Feroz Jamal, a spokesman for the Khyber Pakhtunkhwa government, said three centres would be ready in the province, which borders Afghanistan, by the deadline.
The order comes as Pakistan grapples with a rise in attacks the government blames on militants operating from Afghanistan, a charge Kabul routinely denies.
There is also rising anti-Afghan sentiment as a prolonged economic hardship burdens the Pakistani state.
Afghans have poured into Pakistan by the millions over decades of conflict during the Soviet invasion, the following civil war and the US-led occupation.
Around 1.3 million are registered refugees and 880,000 more have legal status to remain in Pakistan, according to United Nations figures.

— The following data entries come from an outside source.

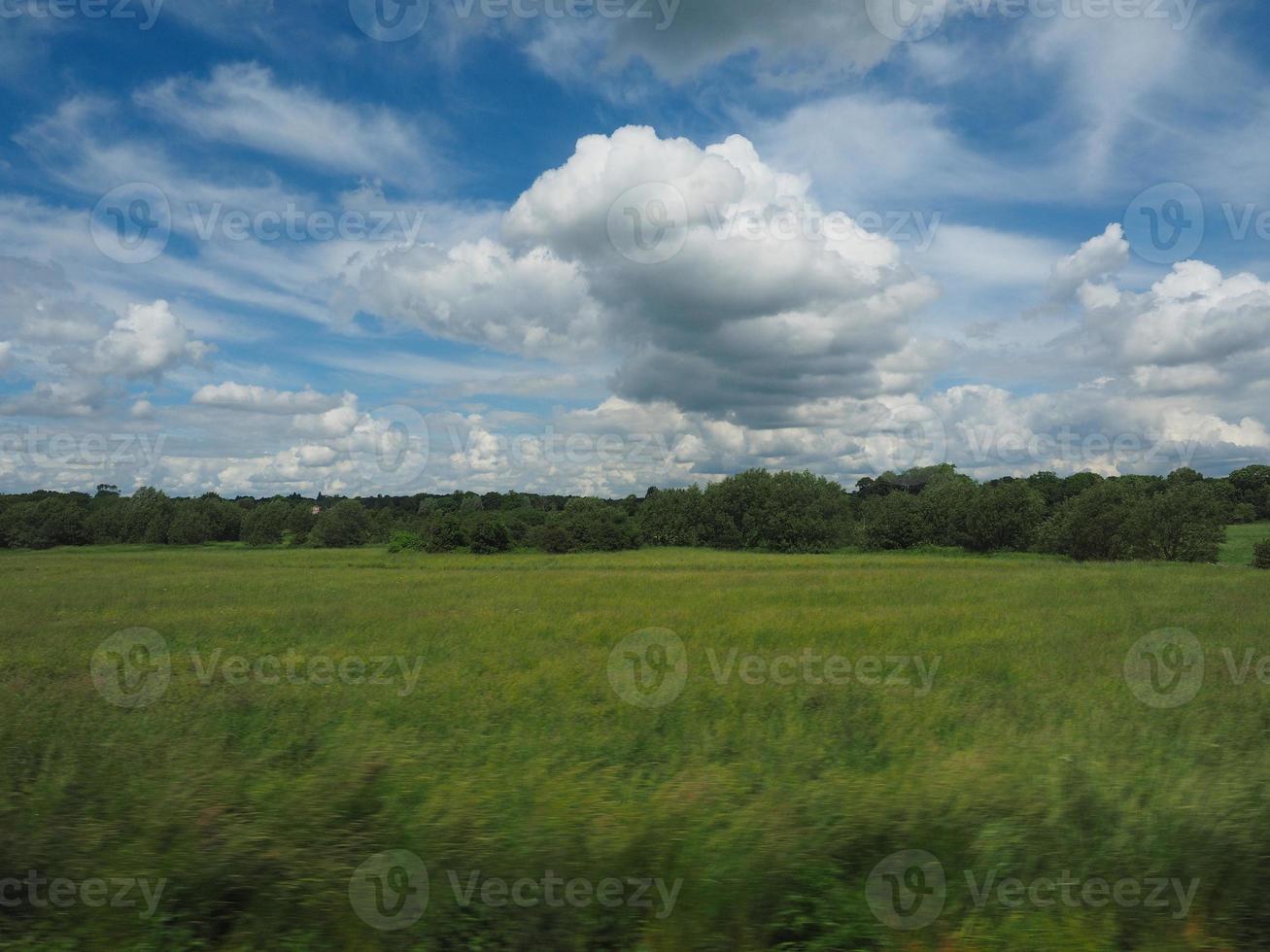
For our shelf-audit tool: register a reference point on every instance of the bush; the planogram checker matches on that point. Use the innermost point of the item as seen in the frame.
(893, 521)
(263, 524)
(489, 536)
(445, 534)
(406, 542)
(1261, 555)
(343, 526)
(553, 537)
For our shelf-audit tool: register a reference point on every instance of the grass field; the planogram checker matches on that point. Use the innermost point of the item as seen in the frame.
(1240, 541)
(740, 795)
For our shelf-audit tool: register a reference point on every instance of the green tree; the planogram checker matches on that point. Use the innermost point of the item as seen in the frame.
(892, 521)
(1004, 517)
(489, 534)
(263, 524)
(343, 526)
(189, 526)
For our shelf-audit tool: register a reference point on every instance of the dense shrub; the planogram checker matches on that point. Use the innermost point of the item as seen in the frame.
(445, 534)
(1004, 517)
(263, 525)
(342, 526)
(1178, 518)
(1261, 555)
(489, 534)
(404, 541)
(893, 521)
(553, 537)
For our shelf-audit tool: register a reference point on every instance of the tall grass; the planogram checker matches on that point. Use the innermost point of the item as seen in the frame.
(513, 754)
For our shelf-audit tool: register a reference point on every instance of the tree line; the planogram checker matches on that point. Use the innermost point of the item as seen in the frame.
(1180, 517)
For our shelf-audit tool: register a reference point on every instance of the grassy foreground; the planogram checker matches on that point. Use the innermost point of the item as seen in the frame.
(512, 756)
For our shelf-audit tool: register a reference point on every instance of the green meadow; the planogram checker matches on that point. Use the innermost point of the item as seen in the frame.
(706, 750)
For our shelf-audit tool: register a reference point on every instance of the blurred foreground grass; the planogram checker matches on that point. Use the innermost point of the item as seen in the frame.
(513, 757)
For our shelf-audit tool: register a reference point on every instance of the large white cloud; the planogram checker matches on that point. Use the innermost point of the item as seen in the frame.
(751, 301)
(148, 340)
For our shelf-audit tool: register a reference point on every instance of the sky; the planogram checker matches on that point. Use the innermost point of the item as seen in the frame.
(590, 247)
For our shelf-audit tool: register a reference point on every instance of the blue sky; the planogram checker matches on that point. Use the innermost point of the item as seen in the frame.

The Pakistani government says a further 1.7 million Afghans are in Pakistan illegally.
Hundreds of thousands of Afghans are estimated to have crossed since the Taliban seized power in Kabul in August 2021 and imposed their austere version of Islamic law, with many migrants seeking asylum in third countries.
Police and politicians have said a recent round-up targeted only those without legal status and was in response to rising crime and poor immigration regulation that has strained resources.
But Afghans have accused authorities of indiscriminate arrests, ignoring valid documents and extorting people for money.
The interior minister also warned that Pakistanis sheltering undocumented Afghans would be "dealt with sternly" and Afghans with fake documents would be "punished".
Afghanistan is struggling through its own economic hardship, cut off from the international banking system and heavily reliant on humanitarian aid, particularly as the bitter cold winter months set in.